The head of the Palestinian football federation is calling on Arab and Muslim sports fans to boycott Argentina – and to burn photos and T-shirts of Lionel Messi.
Jibril Rajoub made the call after a demonstration in front of the Argentinian representative office in Ramallah, where he asked the Argentine Football Assocation (AFA) and the national government to cancel next week's upcoming friendly match against Israel on June 9. Israel's football federation says Messi is expected to play in the match.
The match is scheduled to be played Saturday at the 31,733-person capacity Teddy stadium in the Jerusalem neighbourhood of Malha, which is situated on the site of a former Palestinian village destroyed during the war that established Israel 70 years ago.
"Messi. Don't come. Don't whitewash the face of racism," Rajoub said.
"This match has become a political tool,” he added. “The Israeli government is trying to give it political significance by insisting it be held in Jerusalem.”
Tensions are running high in the Middle East. Palestinians are outraged at US President Donald Trump's decision last December to recognise Jerusalem as Israel's capital, breaking with decades of policy, and move his country's Embassy there.
The Embassy opened on May 14, fanning Palestinian anger and intensifying protests on the Gaza border, with at least 61 Gazans killed in clashes with Israeli forces that day. Palestinians claim the eastern part of Jerusalem, annexed by Israel, as the capital of their future state. The Jewish state considers the entire city its own "indivisible" capital.
Rajoub, the head of the Palestinian Football Association, has long called for sanctions to be levelled against Israel, which has six league teams based in Israeli settlements in the occupied West Bank. Palestinian authorities say Israel is in breach of FIFA regulations which state that a country cannot play matches on the territory of another association without permission.
“Messi is a symbol of peace and love,” Rajoub said. “We ask him not to participate in laundering the crimes of the occupation.”
Messi, he added, “has tens of millions of fans in the Arab and Muslim countries... we ask everyone to burn their shirts which bear his name and posters [with his image].”
The Arab League has also urged Argentina to cancel the pre-World Cup friendly. The Cairo-based organisation’s issued a statement saying “Israel is using the match for political purposes that have nothing to do with sports and is harming the rights of Palestinians guaranteed by international conventions.”
Some reports in Israeli media have suggested the Argentine Football Association (AFA) may be receiving as much as US$3 million for the game, although the Israeli Football Association has denied that is the case.
Sampaoli unhappy
National team coach Jorge Sampaoli has also complained about the match's location. The Albiceleste are currently in Barcelona training, but speaking after last week's 4-0 win over Haiti, Sampaoli said he wasn't "the one who decides when we play and who we play."

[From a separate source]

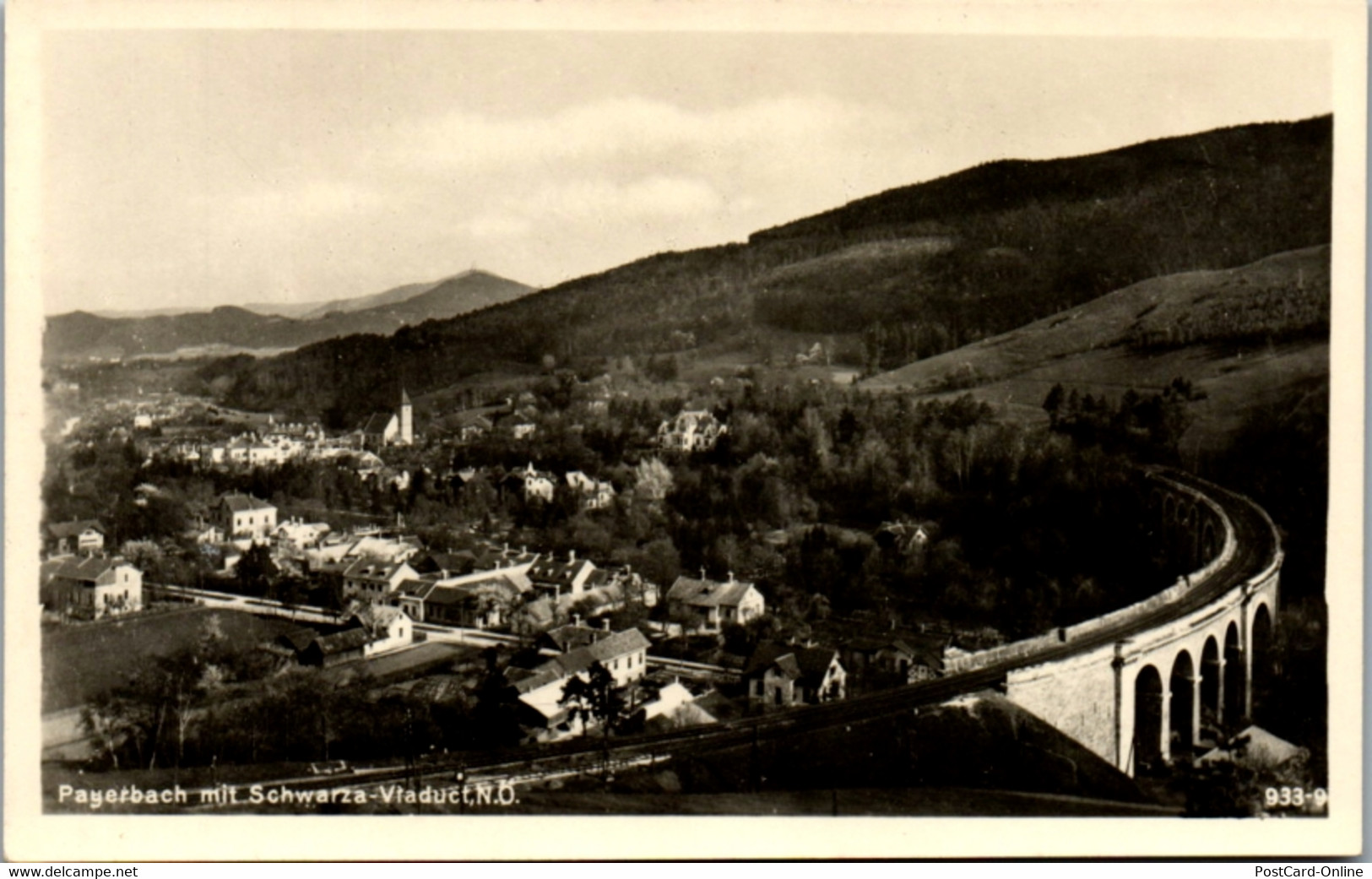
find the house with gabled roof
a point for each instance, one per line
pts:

Sampaoli stressed he did not want to get drawn into any comment on the tension between Israelis and Palestinians. But he said: "From a sporting point of view, I would have preferred to play in Barcelona. But that's the way it is, we have to travel on the day before the match, play Israel in Israel and then from there go on to Russia.
"That is the schedule that the AFA have given us."
Argentina, who were the beaten finalists in 2014, play their first World Cup match against Iceland on June 16. They will also face Nigeria and Croatia in Group D.
Israel finished fourth in Group 7 in qualifying for the World Cup, behind Spain, Italy and Albania. They last qualified for the World Cup in 1970.
In the past, Argentina have played Israel several times in friendly matches, usually before the World Cup, suffering a 1-2 defeat in 1998 but crushing the Israelis 7-2 in 1990 with Maradona at the helm.